This allowed him to do fieldwork on languages of Laos, including Hmong and Yao (Hmong-Mien family), Khmu/Khamou and Lamet (Austroasiatic/Mon-Khmer), as well as Phu Noi/Phou-Noy (Sino-Tibetan).
He mainly did fieldwork in Thailand and Burma (Myanmar) in the 1980s, studying Wa, Lawa, Palaung, Mon and Nyah Kur; in Vietnam and Laos in the 1990s, studying Viet-Muong (also known as Vietic) languages, and the Tai languages and writing systems of northern and central areas of Vietnam, including the Lai Pao writing system of Vietnam, which was close to falling into oblivion.
[1] He has published extensively about his findings on numerous languages of Laos, Thailand, Burma/Myanmar, and Vietnam, in journals such as Mon-Khmer Studies, Cahiers de Linguistique Asie Orientale, and Diachronica.

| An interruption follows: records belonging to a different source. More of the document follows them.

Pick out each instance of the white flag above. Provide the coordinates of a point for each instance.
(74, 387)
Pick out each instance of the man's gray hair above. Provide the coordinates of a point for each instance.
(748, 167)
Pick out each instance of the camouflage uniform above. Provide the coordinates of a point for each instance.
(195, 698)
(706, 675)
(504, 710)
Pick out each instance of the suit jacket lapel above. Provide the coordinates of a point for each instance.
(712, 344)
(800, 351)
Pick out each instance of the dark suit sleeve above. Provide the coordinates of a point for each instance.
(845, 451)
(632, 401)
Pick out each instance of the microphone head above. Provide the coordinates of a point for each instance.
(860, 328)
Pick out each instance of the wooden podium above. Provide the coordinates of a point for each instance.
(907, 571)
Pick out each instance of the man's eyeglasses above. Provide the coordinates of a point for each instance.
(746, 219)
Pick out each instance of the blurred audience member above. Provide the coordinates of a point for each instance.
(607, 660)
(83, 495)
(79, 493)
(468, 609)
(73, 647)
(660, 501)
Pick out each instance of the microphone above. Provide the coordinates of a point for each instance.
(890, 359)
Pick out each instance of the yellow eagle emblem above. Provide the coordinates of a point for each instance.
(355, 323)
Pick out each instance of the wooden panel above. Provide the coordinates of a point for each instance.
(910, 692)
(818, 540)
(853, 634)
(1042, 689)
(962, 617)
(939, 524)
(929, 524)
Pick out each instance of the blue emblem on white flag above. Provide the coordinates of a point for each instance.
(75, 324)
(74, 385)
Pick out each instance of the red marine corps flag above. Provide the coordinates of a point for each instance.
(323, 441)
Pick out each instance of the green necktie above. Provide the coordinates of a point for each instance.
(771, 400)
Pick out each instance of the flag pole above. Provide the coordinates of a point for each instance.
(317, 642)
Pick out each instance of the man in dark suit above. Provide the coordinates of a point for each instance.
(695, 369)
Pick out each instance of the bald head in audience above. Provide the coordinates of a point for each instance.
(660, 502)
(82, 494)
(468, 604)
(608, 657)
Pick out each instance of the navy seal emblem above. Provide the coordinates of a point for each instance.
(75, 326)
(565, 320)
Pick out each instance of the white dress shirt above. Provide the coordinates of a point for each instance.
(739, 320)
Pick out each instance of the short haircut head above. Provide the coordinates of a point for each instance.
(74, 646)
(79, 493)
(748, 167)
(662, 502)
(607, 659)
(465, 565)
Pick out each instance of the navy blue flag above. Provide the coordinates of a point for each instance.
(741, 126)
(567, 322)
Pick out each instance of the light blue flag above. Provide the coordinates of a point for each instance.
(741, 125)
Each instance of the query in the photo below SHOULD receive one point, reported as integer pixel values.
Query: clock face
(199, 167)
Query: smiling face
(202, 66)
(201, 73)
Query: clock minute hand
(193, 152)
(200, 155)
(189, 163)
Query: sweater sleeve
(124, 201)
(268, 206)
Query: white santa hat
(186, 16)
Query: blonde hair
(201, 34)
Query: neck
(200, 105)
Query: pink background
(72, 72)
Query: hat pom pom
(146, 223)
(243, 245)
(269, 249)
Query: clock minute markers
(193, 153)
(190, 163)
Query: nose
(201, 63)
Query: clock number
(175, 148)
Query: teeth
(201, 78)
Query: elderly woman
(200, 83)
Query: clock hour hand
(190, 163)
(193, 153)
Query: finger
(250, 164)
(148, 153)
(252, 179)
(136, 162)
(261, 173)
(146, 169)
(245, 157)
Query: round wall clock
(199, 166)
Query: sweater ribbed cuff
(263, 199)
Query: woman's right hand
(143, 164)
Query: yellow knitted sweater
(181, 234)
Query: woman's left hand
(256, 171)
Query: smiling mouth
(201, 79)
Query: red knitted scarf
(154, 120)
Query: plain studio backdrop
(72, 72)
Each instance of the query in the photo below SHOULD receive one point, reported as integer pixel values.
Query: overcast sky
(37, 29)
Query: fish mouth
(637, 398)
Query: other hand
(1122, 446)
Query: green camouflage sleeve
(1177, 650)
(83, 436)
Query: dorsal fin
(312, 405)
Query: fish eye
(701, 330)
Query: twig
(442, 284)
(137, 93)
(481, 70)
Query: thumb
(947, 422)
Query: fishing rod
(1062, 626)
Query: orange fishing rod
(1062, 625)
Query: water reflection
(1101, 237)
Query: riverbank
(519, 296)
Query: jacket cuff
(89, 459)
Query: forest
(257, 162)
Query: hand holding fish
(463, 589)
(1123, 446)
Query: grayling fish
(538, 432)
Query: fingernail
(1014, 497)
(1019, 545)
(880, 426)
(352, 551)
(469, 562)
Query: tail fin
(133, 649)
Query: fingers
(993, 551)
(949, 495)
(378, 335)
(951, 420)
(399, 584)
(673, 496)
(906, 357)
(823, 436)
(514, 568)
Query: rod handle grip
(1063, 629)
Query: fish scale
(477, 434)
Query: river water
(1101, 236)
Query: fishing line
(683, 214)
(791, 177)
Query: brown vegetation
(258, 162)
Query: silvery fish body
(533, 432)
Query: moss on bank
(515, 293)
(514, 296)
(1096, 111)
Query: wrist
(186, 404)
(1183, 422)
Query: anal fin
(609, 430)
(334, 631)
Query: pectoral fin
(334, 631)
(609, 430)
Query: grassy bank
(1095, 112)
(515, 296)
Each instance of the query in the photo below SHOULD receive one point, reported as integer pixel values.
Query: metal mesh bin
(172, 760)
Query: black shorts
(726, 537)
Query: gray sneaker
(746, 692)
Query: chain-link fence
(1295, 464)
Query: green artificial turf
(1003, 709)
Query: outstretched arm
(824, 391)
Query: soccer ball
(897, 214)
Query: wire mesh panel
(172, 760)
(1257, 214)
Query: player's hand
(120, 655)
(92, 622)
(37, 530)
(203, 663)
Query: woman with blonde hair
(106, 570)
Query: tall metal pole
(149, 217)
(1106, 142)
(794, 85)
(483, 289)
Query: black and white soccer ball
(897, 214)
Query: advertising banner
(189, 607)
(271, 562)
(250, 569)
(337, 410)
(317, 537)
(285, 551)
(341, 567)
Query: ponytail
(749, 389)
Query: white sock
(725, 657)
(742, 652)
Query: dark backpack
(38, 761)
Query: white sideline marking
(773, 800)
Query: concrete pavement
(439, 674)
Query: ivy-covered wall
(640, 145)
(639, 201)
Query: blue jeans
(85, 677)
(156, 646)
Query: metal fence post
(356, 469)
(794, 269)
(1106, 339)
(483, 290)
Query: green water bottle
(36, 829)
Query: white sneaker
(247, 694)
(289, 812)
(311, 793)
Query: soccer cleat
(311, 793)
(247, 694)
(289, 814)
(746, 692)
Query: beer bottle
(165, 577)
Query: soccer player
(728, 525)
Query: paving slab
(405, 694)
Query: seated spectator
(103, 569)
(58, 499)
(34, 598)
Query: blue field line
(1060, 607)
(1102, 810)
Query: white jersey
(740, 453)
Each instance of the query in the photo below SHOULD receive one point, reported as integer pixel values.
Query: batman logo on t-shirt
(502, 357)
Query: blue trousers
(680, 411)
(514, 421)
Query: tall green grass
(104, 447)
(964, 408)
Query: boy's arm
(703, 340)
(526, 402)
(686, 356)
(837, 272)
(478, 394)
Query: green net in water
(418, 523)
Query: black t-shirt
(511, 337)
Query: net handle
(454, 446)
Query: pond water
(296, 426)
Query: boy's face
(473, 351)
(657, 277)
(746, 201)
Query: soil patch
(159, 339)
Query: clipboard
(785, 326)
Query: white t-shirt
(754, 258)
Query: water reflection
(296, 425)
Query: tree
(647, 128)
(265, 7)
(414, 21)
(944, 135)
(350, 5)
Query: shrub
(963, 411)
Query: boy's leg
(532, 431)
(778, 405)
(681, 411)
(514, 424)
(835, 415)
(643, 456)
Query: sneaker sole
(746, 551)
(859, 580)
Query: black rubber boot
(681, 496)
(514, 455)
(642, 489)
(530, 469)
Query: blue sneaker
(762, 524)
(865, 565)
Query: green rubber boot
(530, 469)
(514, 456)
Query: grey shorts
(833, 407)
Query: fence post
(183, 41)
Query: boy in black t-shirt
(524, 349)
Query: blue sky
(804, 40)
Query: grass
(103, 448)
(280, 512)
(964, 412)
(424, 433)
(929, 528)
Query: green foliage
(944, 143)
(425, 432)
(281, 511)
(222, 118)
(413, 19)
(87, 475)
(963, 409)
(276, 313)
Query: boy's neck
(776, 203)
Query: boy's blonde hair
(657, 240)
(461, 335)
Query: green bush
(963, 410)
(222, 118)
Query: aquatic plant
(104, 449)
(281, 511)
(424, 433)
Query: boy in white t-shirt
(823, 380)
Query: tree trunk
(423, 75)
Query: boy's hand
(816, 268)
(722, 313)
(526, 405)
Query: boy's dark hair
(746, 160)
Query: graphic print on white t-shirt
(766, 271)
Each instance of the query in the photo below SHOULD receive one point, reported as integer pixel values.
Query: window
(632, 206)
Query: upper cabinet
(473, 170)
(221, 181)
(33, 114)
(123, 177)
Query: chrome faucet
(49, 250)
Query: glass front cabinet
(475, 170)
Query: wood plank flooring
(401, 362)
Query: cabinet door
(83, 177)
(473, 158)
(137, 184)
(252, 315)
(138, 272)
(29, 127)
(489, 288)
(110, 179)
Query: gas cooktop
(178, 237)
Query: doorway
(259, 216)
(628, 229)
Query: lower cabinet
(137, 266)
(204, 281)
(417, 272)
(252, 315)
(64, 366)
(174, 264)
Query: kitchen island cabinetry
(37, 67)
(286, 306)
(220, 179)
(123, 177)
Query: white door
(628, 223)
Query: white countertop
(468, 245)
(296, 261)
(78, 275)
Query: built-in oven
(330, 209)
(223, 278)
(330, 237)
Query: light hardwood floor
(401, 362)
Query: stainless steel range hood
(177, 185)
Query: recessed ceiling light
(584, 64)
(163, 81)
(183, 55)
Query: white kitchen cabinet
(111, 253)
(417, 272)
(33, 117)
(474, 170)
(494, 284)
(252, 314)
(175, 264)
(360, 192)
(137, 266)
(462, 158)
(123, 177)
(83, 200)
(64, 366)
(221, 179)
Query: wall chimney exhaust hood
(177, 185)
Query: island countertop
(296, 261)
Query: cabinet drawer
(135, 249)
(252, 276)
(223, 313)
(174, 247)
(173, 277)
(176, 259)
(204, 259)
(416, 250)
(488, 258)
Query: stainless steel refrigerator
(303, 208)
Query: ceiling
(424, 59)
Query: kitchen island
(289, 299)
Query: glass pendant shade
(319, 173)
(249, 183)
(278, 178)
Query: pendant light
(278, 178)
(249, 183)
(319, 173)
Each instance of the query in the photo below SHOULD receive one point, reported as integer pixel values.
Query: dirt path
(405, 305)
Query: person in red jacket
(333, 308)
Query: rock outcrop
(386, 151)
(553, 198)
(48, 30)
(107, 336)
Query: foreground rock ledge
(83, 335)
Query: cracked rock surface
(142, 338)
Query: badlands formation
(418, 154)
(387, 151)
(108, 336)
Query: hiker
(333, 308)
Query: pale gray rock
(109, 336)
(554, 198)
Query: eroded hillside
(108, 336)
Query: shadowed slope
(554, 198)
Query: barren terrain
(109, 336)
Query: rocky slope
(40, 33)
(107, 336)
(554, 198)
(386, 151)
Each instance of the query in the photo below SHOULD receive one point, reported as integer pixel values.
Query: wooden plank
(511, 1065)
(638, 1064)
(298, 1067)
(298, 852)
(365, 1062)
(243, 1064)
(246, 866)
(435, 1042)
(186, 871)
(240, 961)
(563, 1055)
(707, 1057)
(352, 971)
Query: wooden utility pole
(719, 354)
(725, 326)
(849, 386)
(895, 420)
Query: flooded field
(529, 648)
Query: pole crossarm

Michel Ferlus's main discoveries relate to the effects of monosyllabicization on the phonological structure of Southeast Asian languages.
[3] Phenomena such as the spirantization of medial obstruents, which resulted in a major historical change in the sound inventory of Vietnamese,[4] are also part of the broad set of changes—originating in monosyllabicization—that swept through East/Southeast Asia.